Extracto deste O Segredo de Barcarrota:
«Nessa noite, Frei Miguel de Santa Cruz viu o diabo surgir-lhe junto ao altar da igreja de Nuestra Señora do Soterraño fora das normais aparições de domingo e vestido como se fosse um frade com um hábito castanho e branco. O diabo, como sucede com as coisas do outro mundo, tem sempre vários rostos e alguns até que são familiares a quem o consegue ver. Podia surgir-lhe como rústico, meretriz, tecelão, perneta, fidalgo, viúva, alcoviteira, narigudo ou menestrel. Podia aparecer-lhe como camaleão, gato branco ou burro manco, como vagabundo ou cardeal. O que o demo não perdia nunca, fosse como fosse que surgisse, era um adocicado odor a ervinhas fumegantes, um leve linguajar ciciado, uns belos e profundos olhos negros capazes de enfeitiçar qualquer mortal e a mão direita deformada, resultado, segundo parece, de uma antiga peleja com S. Jorge durante a qual o santo o ferira com a lança.
Frei Miguel estava junto ao altar-mor limpando o pó a um livro de cantochão grosso, respeitoso e calhamaçudo...

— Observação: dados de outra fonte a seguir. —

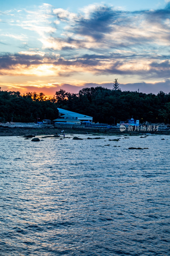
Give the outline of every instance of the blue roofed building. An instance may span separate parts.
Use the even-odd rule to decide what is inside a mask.
[[[58,118],[53,120],[57,123],[70,123],[80,124],[81,122],[83,121],[89,121],[91,123],[93,121],[93,118],[89,116],[79,114],[75,112],[63,108],[57,108],[59,112]]]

(como convém a livro sacro)
... e apanhou um susto tão grande com essa sua visão extra-dominical que até deu um pequeno grito e quase deixou tombar o dito livro no chão da estreita ábside.
"Eu sei, velho, eu sei, não é costume veres-me em dia de semana, não é? Eu prefiro azucrinar-te o juízo depois da missinha de domingo, é bem verdade, que nessa altura ainda a igreja cheira a incensório e a turíbulo e não ao fedorento suor dos teus paroquianos. Mas que queres? Nem eu posso escolher tudo como desejo. É um abuso..."». (p.p. 97, 98)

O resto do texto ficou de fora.